As the sun dipped below the horizon, Kappa, Shep and I reflected on the incredible variety in terrain we’d ridden through over the past three days. From the sandy shores of St Helens, to the fingers of jagged rock and deep mud that occupied the Midlands, to the descension from giant gum trees in the upper reaches of the West Coast to blaring white sand dunes of Ocean Beach. It’s no wonder this adventure is constantly referred to as ‘The best ride ever’.

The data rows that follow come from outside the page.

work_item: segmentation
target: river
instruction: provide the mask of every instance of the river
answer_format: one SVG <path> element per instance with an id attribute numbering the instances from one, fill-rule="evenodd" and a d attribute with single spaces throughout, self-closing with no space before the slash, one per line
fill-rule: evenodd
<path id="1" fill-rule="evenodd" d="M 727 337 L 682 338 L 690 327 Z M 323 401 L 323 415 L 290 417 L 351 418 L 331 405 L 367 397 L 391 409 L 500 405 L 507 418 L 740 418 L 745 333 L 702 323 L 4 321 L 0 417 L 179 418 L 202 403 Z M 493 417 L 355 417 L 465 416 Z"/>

Shortly before I shut my eyes to do battle with nightmares of returning to my rat race reality in Sydney the next morning, I flick onto the ABC, and catch the remaining 25 minutes of the All Blacks fending off France to win the 2011 Rugby World Cup. ‘You bewdy’, I think to myself, ‘You bloody bewdy’.
Behind The ST2ST
Trailriderz is one of the most widely followed clubs in Tasmania, and officially began in 2007 when Andy Gray and six of his mates drew up a forum-based website to coordinate ride days and dates. Word of their organisational endeavours spread like wildfire and before long they had 500 online members from within the state, with several hundred more from the mainland. After a few well-executed trailrides, the concept of riding from St Helens to Strahan was born in late ‘07, and is now Tasmania’s best-known and most highly regarded multi-day adventure trailride. After four St2Sts from 2007 to 2010, Trailriderz officially created the commercial arm, Taztrax, for the fifth edition of St2St in 2011. The idea was to turn what was once a ride of passion and absurd losses into a cost-effective and professionally run event. And although Tasmania enjoys a recreational rego scheme – much like Victoria’s – Trailriderz and Taztrax encourage every one of their members to forgo ‘rec rego’ in favour of full motorcycle registration, which provides them with ‘legal freedom’ wherever they ride. What makes the St2St so unique is that most segments of the ride are made up from locals’ knowledge. That means there’s always detailed information on hand about the terrain, access to fuel, accommodation and an exit strategy if the weather suddenly turns sour.
The Great “Shep”
Winning the award for the drunken larrikin for the fourth successive year was a walk in the park for Darrell ‘Shep’ Shepperd – a builder from Oldina, near Burnie in Tassie’s North West. He’s had a colourful upbringing that lends to his equally colourful personality. Rocking up to his first enduro on a late-1980s YZ125 with no rear brake and the pads in the front-mounted the wrong way, Shep shot down the first steep hill and, not being able to stop, carried right on through the bottom switchback and deep into the jungle. His next stead was a beloved Suzuki SP370 that burnt to the ground after he hit a tree and split the tank. Watching that thing turn to cinders sent Shep MIA for several years. Chasing waves in WA, he surfed for the Red Bluff surf team and lived in a cave for months on end. Shep now rides the wheels off his WR450F, still loves getting on the cans and snores like a steam train, but he was always the first to stop and help. He should’ve won the award for being a top bloke as well!